The intuition is that, router logits should not grow too large, because overconfident routing can become unstable.

MoE fine-tuning issues
#

Sparse MoEs can overfit during fine-tuning, especially when the fine-tuning dataset is small.

One reason is that only a subset of experts receives updates for a given batch. Some experts may be undertrained or over-specialised.

The lecture mentions two approaches:

  • Zoph et al.: fine-tune non-MoE MLPs;
  • DeepSeek: use a large amount of supervised fine-tuning data, such as 1.4M SFT examples.

Upcycling dense models into MoE models
#

Upcycling asks:

Can we initialise an MoE model from a pretrained dense language model?

Instead of training an MoE from scratch, we copy or transform parts of a dense model into multiple experts.

For example, MiniCPM-MoE uses a MiniCPM base model and turns it into an MoE with top-\(k=2\), 8 experts, and around 4B active parameters.

Qwen MoE is another example. It is initialised from Qwen 1.8B and uses top-\(k=4\), 60 experts, and 4 shared experts.

The motivation is obvious:

  • dense pretraining is expensive;
  • MoE training is complex;
  • upcycling may reuse existing dense models and reduce cost.
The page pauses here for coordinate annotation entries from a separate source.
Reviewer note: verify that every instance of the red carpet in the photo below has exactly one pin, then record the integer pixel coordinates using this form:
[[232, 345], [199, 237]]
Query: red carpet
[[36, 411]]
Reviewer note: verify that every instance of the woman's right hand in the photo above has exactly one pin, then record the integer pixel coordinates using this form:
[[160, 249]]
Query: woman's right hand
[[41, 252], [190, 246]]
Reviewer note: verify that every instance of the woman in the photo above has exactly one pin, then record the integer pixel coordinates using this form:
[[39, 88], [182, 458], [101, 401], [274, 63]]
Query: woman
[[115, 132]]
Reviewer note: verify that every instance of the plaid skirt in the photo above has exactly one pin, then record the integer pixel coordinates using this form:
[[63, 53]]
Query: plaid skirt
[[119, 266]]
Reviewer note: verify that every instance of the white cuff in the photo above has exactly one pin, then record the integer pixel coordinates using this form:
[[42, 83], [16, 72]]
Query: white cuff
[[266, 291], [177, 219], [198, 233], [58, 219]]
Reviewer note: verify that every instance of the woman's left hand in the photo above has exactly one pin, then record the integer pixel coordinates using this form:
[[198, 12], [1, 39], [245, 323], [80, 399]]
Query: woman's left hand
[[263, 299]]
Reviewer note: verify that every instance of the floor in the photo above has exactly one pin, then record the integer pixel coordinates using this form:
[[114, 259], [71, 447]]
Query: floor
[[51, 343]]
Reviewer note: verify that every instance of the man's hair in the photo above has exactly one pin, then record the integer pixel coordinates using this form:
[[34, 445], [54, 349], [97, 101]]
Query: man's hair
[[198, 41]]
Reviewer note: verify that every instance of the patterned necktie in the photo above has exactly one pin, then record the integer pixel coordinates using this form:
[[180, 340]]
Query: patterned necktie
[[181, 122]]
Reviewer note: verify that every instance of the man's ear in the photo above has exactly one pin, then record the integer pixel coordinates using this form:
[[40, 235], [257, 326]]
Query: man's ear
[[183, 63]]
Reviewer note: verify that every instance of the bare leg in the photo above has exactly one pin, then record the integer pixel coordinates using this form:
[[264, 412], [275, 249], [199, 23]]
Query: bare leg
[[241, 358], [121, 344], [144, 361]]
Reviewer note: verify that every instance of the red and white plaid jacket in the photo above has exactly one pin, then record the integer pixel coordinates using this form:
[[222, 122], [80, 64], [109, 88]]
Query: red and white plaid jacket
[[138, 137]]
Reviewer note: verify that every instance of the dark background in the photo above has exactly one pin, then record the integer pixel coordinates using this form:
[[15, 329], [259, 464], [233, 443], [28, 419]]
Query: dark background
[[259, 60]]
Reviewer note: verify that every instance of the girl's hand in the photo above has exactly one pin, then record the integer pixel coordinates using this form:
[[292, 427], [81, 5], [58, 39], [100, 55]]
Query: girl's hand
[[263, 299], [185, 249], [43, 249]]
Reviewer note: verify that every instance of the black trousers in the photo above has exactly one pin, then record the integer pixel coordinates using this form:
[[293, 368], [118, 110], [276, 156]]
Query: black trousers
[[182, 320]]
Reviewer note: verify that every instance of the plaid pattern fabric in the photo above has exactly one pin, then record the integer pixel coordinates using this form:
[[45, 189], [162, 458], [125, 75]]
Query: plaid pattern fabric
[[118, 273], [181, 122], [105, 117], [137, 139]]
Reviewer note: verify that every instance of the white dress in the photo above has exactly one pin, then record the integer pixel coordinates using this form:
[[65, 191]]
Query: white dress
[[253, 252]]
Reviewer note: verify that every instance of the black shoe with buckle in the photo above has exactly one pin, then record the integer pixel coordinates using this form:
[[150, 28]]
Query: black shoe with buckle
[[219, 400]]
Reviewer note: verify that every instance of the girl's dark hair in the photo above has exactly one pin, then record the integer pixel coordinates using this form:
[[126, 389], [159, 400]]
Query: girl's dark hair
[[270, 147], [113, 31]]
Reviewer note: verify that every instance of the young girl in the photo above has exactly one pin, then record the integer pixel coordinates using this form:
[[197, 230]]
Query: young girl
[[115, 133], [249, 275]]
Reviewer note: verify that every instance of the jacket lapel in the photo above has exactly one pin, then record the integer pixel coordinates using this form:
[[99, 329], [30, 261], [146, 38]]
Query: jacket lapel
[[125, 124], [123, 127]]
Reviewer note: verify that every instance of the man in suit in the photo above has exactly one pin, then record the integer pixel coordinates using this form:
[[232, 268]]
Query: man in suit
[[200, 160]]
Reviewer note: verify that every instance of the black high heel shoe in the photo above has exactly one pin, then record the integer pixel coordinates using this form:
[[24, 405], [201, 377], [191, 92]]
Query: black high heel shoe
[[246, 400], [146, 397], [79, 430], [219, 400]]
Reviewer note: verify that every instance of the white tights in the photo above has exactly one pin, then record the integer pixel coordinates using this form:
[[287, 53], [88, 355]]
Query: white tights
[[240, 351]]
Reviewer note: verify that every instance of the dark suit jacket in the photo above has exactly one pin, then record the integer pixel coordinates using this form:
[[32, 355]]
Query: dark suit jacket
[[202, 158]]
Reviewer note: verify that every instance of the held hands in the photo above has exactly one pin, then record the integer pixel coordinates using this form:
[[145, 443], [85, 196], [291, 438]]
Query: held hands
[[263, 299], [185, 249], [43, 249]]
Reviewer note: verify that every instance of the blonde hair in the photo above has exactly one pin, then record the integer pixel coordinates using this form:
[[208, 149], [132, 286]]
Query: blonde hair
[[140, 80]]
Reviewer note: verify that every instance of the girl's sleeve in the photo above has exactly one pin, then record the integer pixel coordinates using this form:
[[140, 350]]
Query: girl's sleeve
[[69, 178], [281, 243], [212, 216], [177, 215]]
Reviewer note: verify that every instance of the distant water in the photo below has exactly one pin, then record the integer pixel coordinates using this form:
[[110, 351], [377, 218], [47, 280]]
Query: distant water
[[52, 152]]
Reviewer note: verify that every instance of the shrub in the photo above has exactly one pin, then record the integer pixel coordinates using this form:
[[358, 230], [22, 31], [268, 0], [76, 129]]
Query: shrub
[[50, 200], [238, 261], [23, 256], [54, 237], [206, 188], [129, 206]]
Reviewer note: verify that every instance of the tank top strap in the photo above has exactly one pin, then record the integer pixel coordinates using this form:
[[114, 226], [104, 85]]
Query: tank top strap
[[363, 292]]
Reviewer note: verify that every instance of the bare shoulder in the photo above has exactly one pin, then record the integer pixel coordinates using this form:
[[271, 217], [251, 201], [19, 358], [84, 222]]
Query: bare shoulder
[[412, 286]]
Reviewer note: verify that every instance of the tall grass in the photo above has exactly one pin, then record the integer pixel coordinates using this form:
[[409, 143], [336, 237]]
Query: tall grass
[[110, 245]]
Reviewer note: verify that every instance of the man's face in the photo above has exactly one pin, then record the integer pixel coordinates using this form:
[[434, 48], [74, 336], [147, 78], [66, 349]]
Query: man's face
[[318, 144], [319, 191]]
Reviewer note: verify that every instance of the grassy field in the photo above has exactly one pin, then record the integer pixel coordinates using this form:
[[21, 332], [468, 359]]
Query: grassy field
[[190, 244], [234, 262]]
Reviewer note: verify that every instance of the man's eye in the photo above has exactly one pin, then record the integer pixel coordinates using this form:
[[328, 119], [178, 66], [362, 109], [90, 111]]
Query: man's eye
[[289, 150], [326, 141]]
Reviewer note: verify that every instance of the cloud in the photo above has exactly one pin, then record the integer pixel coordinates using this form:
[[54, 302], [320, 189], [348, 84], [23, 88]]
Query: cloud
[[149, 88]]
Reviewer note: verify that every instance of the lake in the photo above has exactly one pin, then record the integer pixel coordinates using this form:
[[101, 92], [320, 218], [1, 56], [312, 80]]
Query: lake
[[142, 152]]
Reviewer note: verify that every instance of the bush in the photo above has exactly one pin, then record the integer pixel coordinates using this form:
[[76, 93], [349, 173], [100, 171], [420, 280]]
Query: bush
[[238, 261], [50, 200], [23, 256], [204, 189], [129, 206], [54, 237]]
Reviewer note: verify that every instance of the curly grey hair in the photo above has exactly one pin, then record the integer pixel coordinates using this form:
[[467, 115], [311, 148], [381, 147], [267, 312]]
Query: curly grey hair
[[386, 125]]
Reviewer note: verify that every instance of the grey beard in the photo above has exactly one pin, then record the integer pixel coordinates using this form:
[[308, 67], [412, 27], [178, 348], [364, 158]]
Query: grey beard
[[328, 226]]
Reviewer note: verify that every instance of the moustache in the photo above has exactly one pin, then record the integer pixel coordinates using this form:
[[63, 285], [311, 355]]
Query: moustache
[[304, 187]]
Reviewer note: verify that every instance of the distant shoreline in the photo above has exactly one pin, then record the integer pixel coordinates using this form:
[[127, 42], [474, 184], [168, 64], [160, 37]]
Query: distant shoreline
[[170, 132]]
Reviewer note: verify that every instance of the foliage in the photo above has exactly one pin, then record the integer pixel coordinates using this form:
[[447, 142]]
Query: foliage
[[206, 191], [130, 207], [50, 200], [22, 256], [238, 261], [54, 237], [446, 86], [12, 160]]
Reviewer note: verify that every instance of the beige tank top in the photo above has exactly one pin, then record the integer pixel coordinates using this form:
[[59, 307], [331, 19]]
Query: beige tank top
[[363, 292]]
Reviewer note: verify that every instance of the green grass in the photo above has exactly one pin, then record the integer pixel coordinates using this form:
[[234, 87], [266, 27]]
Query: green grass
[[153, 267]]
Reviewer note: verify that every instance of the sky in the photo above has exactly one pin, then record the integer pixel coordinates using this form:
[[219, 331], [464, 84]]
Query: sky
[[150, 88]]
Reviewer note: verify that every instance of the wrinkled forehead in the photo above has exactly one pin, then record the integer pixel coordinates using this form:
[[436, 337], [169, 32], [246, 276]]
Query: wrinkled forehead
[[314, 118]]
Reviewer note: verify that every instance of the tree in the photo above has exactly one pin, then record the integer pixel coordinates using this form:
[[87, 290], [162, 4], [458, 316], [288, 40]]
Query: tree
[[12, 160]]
The key question is whether copied experts can specialise after continued training.

DeepSeek MoE evolution
#

The lecture ends by walking through DeepSeek MoE architectures.

DeepSeek MoE V1
#

DeepSeek MoE V1 uses:

  • 16B total parameters;
  • 2.8B active parameters;
  • standard top-\(k\) routing;
  • 2 shared experts;
  • fine-grained experts;
  • standard auxiliary-loss balancing at expert and device levels.

DeepSeek MoE V2
#

DeepSeek MoE V2 scales up to:

  • 236B total parameters;
  • 21B active parameters;
  • 2 shared experts;
  • 160 fine-grained experts;
  • 6 active routed experts;
  • top-\(M\) device routing;
  • communication balancing loss.

The additional device routing and communication balancing reflect the fact that MoE at this scale is heavily constrained by distributed systems efficiency.

DeepSeek MoE V3
#

DeepSeek V3 scales further to:

  • 671B total parameters;
  • 37B active parameters;
  • 1 shared expert;
  • 258 fine-grained experts;
  • 8 active routed experts;
  • sigmoid + softmax top-\(k\) routing;
  • top-\(M\) device routing;
  • auxiliary-loss-free style balancing;
  • complementary sequence-wise auxiliary loss.

The architecture is not just about adding experts. It also adds mechanisms for balancing, communication control, and routing stability.


My understanding
#

The lecture connects two ideas that initially look separate: attention alternatives and MoE.
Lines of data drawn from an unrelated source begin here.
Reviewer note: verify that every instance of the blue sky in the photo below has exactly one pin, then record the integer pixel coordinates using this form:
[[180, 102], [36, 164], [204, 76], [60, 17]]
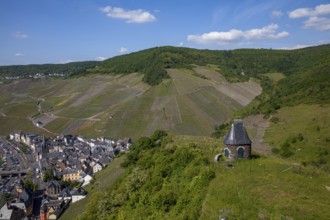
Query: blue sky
[[59, 31]]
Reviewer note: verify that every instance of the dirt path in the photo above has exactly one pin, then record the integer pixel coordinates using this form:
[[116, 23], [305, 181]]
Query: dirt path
[[258, 125]]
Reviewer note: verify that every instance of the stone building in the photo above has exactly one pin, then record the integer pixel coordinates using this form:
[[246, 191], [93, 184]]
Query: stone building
[[237, 142]]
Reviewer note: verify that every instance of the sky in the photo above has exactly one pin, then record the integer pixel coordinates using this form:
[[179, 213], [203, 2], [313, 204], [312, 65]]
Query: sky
[[61, 31]]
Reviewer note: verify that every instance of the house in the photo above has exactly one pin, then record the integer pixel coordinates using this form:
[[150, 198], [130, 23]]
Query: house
[[72, 195], [78, 194], [237, 142], [8, 212], [52, 209], [71, 174], [87, 179], [24, 200], [96, 167], [53, 188]]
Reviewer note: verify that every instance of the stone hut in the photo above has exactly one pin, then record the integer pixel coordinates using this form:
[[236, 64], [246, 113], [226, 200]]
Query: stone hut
[[237, 142]]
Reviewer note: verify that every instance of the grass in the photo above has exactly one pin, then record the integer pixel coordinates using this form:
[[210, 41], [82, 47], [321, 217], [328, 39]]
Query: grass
[[24, 109], [275, 77], [13, 124], [59, 125], [309, 121], [184, 104], [103, 180], [268, 187]]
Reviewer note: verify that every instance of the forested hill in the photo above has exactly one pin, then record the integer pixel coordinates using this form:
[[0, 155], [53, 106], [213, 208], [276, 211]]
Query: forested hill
[[153, 62], [305, 71], [74, 68]]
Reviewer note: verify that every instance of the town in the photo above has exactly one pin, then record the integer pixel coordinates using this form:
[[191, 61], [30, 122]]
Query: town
[[41, 176]]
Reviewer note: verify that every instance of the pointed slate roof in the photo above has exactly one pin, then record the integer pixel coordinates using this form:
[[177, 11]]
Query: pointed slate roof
[[237, 135]]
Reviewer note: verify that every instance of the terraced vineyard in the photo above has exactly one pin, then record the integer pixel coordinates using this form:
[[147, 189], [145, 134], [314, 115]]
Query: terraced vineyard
[[190, 102]]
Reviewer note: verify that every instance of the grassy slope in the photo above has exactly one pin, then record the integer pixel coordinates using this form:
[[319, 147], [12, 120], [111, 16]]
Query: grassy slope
[[117, 106], [265, 188], [273, 187], [103, 180]]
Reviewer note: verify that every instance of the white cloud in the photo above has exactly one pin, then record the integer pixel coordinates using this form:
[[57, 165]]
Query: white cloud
[[309, 12], [234, 35], [276, 14], [265, 32], [19, 35], [318, 23], [314, 20], [298, 46], [123, 50], [65, 61], [131, 16], [100, 58], [19, 54]]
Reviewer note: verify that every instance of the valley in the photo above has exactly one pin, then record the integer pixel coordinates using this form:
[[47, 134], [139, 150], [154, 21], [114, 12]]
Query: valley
[[101, 105]]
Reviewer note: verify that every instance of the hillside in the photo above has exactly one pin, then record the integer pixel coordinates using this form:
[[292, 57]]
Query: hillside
[[283, 96], [117, 105], [182, 90], [175, 177]]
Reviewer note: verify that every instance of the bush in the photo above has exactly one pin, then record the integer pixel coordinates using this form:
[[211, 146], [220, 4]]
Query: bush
[[274, 120]]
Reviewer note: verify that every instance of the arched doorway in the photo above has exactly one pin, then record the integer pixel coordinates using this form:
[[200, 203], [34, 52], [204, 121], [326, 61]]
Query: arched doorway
[[240, 153], [226, 153]]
Attention alternatives deal with the sequence-length problem. And MoE deals with the model-capacity problem. Both directions use sparsity or structured computation:

  • sparse attention selects tokens;
  • linear attention compresses history into a state;
  • Mamba-like models use gated recurrent states;
  • MoE selects experts.

The common theme is that, modern LLM scaling is no longer just “make everything dense and bigger”. It is increasingly about choosing which computation should be activated.

This also explains why systems engineering becomes central. Sparse or conditional computation sounds efficient in theory, but the real benefit depends on implementation. Routing, communication, batching, memory layout, and numerical stability all matter.

For MoE in particular, the model is only half of the story. The other half is whether the system can route and execute tokens efficiently.